In what could be seen as a positive signal for rating agencies, Finance Minister P. Chidambaram has managed to bring in the fiscal deficit for the current year at 10 basis points lower than the revised target. He has also set a lower target for 2013-14.
“The fiscal deficit for 2012-13 has been contained at 5.2 per cent. I propose to bring it down to 4.8 per cent by 2013-14,” Chidambaram said in his Budget speech in the Lok Sabha. Although the last Budget proposed fiscal deficit at 5.1 per cent initially, during the year, it was revised upward to 5.3 per cent.
Interestingly, the lower deficit for 2012-13 is not due to higher revenue, but due to reduction in expenditure, more precisely Plan expenditure.
The Budget documents showed that the Finance Ministry managed to lower the Plan expenditure by over Rs 91,000 crore in the current fiscal. However, an increase in subsidies along with other non-Plan expenditure restricted the overall expenditure at a little over Rs 60,000 crore.
Analysts believed that cut in the expenditure is mainly because of the lower spending by various ministries. That resulted in lower provision than the revised estimate for expenditure in the next fiscal that is 2013-14.
On the revenue front, apart from the assumption of tax buoyancy in case growth picks up, hopes are pinned on spectrum auction and proceeds from disinvestment and sale of residual stake in erstwhile PSUs. The Finance Ministry has targeted to earn Rs 40,000 crore from disinvestment and Rs 14,000 crore from selling its residual stakes.

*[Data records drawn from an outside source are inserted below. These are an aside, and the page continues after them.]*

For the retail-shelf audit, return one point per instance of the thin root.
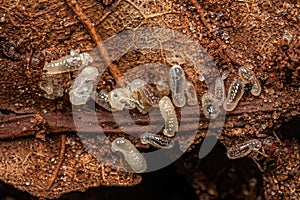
(60, 161)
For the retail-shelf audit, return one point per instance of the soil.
(40, 151)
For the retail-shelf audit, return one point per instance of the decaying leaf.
(235, 33)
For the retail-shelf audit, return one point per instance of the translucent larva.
(177, 85)
(210, 106)
(132, 156)
(162, 88)
(191, 94)
(235, 93)
(168, 113)
(156, 140)
(219, 91)
(120, 98)
(243, 149)
(256, 88)
(72, 62)
(82, 86)
(101, 99)
(147, 92)
(248, 76)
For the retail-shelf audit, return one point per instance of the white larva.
(177, 85)
(168, 113)
(82, 86)
(243, 149)
(132, 156)
(120, 98)
(210, 106)
(219, 93)
(191, 94)
(156, 141)
(235, 93)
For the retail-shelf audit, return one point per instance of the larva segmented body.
(162, 88)
(74, 61)
(248, 76)
(219, 91)
(120, 98)
(156, 141)
(256, 88)
(168, 113)
(177, 85)
(244, 149)
(210, 106)
(191, 94)
(82, 86)
(132, 156)
(101, 99)
(235, 93)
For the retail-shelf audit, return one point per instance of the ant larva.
(255, 149)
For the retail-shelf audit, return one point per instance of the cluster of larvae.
(236, 88)
(141, 95)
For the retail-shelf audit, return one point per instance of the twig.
(97, 39)
(60, 161)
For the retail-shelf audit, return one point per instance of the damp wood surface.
(261, 35)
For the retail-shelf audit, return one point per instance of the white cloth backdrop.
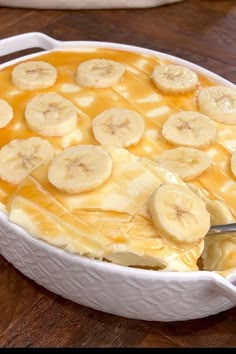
(85, 4)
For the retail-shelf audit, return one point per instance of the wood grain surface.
(201, 31)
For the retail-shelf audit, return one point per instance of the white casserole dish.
(129, 292)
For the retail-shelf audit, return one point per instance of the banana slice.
(187, 163)
(51, 115)
(22, 156)
(219, 212)
(6, 113)
(174, 79)
(99, 73)
(179, 214)
(34, 75)
(191, 129)
(233, 163)
(118, 126)
(81, 168)
(219, 103)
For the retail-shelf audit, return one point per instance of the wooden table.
(201, 31)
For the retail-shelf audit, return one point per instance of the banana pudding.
(121, 157)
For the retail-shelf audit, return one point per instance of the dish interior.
(90, 223)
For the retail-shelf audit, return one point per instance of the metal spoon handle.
(222, 229)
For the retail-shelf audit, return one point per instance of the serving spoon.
(222, 229)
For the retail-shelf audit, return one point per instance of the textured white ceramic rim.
(222, 286)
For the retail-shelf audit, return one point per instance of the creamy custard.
(136, 91)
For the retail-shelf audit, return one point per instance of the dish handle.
(226, 288)
(25, 41)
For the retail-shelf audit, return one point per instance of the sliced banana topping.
(51, 115)
(219, 212)
(179, 214)
(174, 79)
(190, 129)
(118, 126)
(99, 73)
(22, 156)
(219, 103)
(80, 168)
(34, 75)
(233, 163)
(6, 113)
(187, 163)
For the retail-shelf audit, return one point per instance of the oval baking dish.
(129, 292)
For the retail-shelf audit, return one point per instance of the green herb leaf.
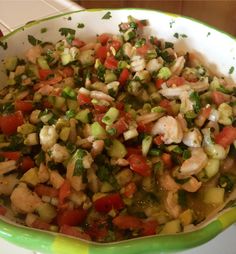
(65, 31)
(80, 25)
(231, 70)
(33, 41)
(107, 15)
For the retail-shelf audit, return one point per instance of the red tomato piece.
(64, 191)
(111, 63)
(72, 231)
(138, 163)
(67, 71)
(71, 217)
(226, 137)
(149, 227)
(159, 82)
(78, 43)
(127, 222)
(40, 224)
(218, 97)
(109, 202)
(101, 53)
(43, 190)
(11, 155)
(103, 38)
(9, 123)
(124, 75)
(24, 106)
(83, 99)
(175, 80)
(3, 210)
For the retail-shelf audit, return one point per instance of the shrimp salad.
(117, 138)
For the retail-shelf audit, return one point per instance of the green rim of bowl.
(52, 243)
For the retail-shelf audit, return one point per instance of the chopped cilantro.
(107, 15)
(33, 41)
(66, 31)
(80, 25)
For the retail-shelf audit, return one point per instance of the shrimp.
(193, 138)
(194, 164)
(170, 128)
(24, 200)
(171, 204)
(178, 66)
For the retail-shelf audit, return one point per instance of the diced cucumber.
(98, 131)
(214, 195)
(43, 63)
(164, 73)
(146, 145)
(110, 116)
(46, 212)
(171, 227)
(31, 177)
(117, 149)
(83, 116)
(10, 63)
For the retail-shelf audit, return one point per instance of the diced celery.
(164, 73)
(146, 145)
(110, 116)
(98, 131)
(214, 195)
(43, 63)
(117, 149)
(10, 63)
(83, 116)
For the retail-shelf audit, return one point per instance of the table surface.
(42, 8)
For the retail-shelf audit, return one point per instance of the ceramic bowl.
(217, 50)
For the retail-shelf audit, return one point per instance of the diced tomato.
(158, 140)
(27, 163)
(71, 217)
(78, 43)
(143, 50)
(218, 97)
(11, 155)
(100, 108)
(166, 157)
(72, 231)
(130, 189)
(109, 202)
(64, 191)
(43, 74)
(146, 128)
(138, 163)
(159, 82)
(164, 103)
(111, 63)
(133, 150)
(103, 38)
(101, 53)
(175, 81)
(124, 75)
(9, 123)
(83, 99)
(24, 106)
(40, 224)
(149, 227)
(127, 222)
(226, 137)
(115, 44)
(68, 71)
(3, 210)
(43, 190)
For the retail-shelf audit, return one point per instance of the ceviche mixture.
(114, 139)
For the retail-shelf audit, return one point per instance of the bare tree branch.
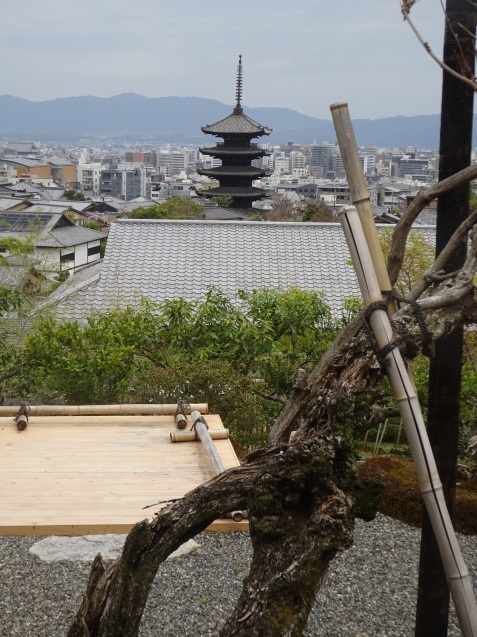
(406, 10)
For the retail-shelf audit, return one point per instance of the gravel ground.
(370, 590)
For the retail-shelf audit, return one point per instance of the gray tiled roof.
(169, 259)
(74, 235)
(73, 299)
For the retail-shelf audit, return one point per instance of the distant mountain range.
(132, 117)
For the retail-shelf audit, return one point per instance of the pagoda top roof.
(239, 123)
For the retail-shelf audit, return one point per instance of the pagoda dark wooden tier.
(221, 151)
(242, 197)
(236, 174)
(236, 124)
(234, 171)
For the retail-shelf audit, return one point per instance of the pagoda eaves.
(236, 173)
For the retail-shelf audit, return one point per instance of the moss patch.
(401, 498)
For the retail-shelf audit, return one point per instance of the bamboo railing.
(102, 410)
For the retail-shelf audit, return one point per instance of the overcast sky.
(302, 54)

According to the Fiscal Policy Strategy Statement, “The reform process undertaken in the current year forms the basis of fiscal policy of the Government during 2013-14. Proactive policy decisions, contained Government spending to provide space for private investment, along with reforms to attract capital inflows are expected to be key drivers of growth revival during 2013-14.”
Accordingly, having made the base corrections on the expenditure front, fiscal policy of the Government in 2013-14 is aimed at continuing with the trend by providing for an “affordable and realistic” growth of 6.6 per cent for Plan expenditure.
“At the same time, revenues are targeted to grow at an improved 10.9 per cent, through additional resource mobilisation as well as bringing out improvements in overall tax administration, there by bringing down the fiscal deficit to the projected levels of 4.8 per cent,” the statement said.
Talking about tax GDP ratio, the statement said that with moderation of growth rate in 2012-13, the tax-GDP ratio has been revised to 10.4 per cent.
“Continuing on the path of fiscal consolidation with a view to narrowing the gap in Government spending and resources, the tax-GDP ratio has been targeted at 10.9 per cent in the BE 2013-14 with a growth rate of 19.1 per cent,” the statement said while adding that this includes additional resource mobilization, while maintaining pro-growth stance.